We are also seeing how the architecture of one model can be adapted to solve problems across different domains. The most powerful example is how the architecture that powers NLP models is being used in biomedical research. In the biomedical domain, sequences of codes, such as DNA or amino acids, are commonly used. Since sequences of codes can be treated as a type of language with hidden structure, the architecture used in NLP models can potentially be used to understand and generate sequences of codes in the biomedical domain as well. One impressive example in early 2021 is biomedical researchers using language model architecture to predict virus mutations and to understand protein folding – a key challenge in the creation of some of the vaccines now available.
AI in healthcare and biomedical research
The prototype of messenger RNA (mRNA) Covid-19 vaccines have been developed in days thanks to the digitization tools of genetic code sequencing and the transcription tools of making mRNA from genetic code sequence. With the help of AI to predict new mutations in the Sars-Cov-2 virus, the process of developing mRNA vaccines will be even faster.
Machine learning and AI don’t replace clinicians and researchers, rather they allow these professionals to work faster and rapidly test hypotheses. Instead of waiting for cell cultures to grow in the physical world, they can use these models to understand what will happen much faster in the digital simulation.

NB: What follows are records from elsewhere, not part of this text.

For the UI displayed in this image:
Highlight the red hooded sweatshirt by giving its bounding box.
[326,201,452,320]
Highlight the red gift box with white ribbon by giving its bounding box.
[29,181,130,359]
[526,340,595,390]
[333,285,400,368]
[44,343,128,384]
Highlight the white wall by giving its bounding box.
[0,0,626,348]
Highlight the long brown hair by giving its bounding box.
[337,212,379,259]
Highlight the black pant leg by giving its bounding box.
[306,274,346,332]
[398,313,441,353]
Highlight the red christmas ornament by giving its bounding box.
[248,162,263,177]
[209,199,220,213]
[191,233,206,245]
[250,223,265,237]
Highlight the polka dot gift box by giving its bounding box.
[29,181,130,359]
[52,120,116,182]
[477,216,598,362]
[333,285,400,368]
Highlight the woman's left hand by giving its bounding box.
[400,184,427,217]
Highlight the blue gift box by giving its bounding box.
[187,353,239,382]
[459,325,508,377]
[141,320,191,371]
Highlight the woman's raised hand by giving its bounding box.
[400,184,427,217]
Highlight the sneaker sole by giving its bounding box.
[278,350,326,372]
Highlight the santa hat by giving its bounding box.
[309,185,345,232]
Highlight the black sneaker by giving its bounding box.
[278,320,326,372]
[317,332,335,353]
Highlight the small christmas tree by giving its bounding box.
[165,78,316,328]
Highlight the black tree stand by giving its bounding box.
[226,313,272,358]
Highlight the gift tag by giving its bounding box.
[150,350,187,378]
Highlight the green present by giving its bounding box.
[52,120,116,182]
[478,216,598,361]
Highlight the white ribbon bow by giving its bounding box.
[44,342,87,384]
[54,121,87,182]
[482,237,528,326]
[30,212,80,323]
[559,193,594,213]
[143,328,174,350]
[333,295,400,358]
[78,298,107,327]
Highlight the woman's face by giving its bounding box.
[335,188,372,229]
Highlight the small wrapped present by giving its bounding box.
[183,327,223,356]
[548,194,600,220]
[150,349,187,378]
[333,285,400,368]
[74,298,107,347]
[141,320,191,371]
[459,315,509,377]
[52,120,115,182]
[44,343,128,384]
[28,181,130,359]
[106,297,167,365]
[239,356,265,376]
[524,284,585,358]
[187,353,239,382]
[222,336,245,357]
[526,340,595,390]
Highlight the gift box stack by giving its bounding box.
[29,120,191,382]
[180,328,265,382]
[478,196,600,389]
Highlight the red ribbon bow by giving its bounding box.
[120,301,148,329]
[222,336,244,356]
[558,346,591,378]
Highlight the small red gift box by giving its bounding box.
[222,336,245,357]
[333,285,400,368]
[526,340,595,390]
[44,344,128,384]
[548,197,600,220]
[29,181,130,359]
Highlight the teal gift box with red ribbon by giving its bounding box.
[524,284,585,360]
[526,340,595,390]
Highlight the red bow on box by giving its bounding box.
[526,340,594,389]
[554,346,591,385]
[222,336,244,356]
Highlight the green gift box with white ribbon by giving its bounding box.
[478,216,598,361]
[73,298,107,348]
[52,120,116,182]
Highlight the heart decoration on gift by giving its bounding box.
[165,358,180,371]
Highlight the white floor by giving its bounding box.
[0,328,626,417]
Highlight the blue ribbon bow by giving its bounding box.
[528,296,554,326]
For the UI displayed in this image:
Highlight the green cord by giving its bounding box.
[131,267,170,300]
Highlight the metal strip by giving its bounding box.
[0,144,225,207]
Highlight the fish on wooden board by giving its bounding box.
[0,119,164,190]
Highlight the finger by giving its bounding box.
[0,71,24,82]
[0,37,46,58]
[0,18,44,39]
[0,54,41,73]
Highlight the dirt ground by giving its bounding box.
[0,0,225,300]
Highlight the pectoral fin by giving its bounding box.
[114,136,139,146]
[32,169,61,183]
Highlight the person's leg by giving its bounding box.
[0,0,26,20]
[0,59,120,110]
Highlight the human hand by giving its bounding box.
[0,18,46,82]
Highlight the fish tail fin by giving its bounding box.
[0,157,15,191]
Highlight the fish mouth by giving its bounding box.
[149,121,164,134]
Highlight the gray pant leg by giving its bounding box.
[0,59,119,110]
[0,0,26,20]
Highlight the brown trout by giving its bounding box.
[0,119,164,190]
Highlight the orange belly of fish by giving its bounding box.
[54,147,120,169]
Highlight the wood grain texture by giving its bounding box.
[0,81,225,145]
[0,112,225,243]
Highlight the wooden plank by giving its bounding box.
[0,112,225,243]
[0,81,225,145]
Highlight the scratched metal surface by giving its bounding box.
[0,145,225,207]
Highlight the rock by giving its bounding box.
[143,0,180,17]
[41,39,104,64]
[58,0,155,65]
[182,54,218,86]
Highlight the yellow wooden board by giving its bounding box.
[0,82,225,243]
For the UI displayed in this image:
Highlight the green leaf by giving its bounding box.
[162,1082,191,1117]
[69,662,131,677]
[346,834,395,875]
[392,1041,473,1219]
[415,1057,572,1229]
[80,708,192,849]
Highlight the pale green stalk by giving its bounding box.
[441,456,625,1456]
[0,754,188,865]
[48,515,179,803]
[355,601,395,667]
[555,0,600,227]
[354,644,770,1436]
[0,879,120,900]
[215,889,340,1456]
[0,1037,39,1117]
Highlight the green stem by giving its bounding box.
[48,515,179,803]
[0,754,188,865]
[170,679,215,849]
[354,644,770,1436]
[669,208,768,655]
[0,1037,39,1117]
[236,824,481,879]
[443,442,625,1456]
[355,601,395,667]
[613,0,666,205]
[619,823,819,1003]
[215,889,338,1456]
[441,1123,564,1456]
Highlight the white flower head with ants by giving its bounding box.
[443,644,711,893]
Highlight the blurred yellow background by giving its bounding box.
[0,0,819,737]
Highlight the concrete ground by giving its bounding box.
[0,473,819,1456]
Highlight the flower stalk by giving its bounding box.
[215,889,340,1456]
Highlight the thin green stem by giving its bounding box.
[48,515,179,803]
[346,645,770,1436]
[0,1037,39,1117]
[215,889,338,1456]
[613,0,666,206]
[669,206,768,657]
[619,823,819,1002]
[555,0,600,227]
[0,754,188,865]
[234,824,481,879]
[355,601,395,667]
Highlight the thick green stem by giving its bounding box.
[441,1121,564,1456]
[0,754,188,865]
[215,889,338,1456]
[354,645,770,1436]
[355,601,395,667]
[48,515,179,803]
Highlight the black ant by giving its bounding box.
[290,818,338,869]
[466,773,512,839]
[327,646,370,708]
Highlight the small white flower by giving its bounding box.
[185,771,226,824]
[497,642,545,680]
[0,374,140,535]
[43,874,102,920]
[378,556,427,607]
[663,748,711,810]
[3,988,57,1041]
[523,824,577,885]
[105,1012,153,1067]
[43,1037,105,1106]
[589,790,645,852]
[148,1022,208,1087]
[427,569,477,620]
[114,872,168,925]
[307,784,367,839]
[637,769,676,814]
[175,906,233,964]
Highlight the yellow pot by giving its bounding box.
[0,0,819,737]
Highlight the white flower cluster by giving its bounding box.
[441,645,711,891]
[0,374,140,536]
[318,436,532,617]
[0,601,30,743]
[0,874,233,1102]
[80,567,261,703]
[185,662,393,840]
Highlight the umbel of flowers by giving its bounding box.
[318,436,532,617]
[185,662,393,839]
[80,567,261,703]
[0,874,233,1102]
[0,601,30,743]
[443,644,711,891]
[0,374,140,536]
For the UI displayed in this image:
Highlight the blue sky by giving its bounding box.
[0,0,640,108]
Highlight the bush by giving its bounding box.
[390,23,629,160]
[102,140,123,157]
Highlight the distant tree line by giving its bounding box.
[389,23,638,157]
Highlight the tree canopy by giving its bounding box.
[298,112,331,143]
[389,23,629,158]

AI can also be used as a diagnostic tool. As well now being approved to read x-rays, AI can be used to listen to the sound of someone coughing and indicate whether the patient is likely to be suffering from Covid-19 or some other illness.
As more and more people wear devices that can monitor heart rate, body temperature, blood pressure and other critical factors, the data can be used to give doctors greater insight into a patient’s condition. It also aids accuracy when making diagnoses as doctors and other clinicians are no longer reliant on patient recollections.
The e-commerce boom is AI-driven
Over the last year, online commerce has grown significantly and is expected to continue to increase. Covid-19 restrictions have resulted in people spending much more time online – not just shopping but in online meetings, playing games, accessing social media and using apps. The growing number of digital journeys undertaken by people have generated more data that can be used to understand human behavior.
However, more data also brings a greater complexity. In the past, if a brand wanted to reach the widest possible audience, they would pay for a TV or radio ad. Today, there’s no single, most effective channel for reaching customers. Reaching the right customer on the right channel at the right time is complicated for humans, but that complexity can be overcome through the use of AI.
We can expect to see AI being used more and more to generate insight to not only find the right customers that marketers look for, but also to access the often-forgotten long tail of customers. In addition, AI will be used to dynamically generate creative content for those customers, driving higher engagement. It also gives marketers a way to effectively create and test different content at a pace and scale previously thought impossible.
Data-driven finance relies on AI
Furthermore, the main application of AI in finance has been in high-frequency trading where transactions are conducted between machines faster than any people could manage. This will continue in both traditional finance and in the world of cryptocurrencies, where we see different AIs engage in ‘warfare’. Investors have been using AI to make long-term predictions – which has required systems that can understand investors’ long-term targets. These were typically centered on measures such as revenues, incomes and profits. However, that has proven more challenging with cryptocurrencies.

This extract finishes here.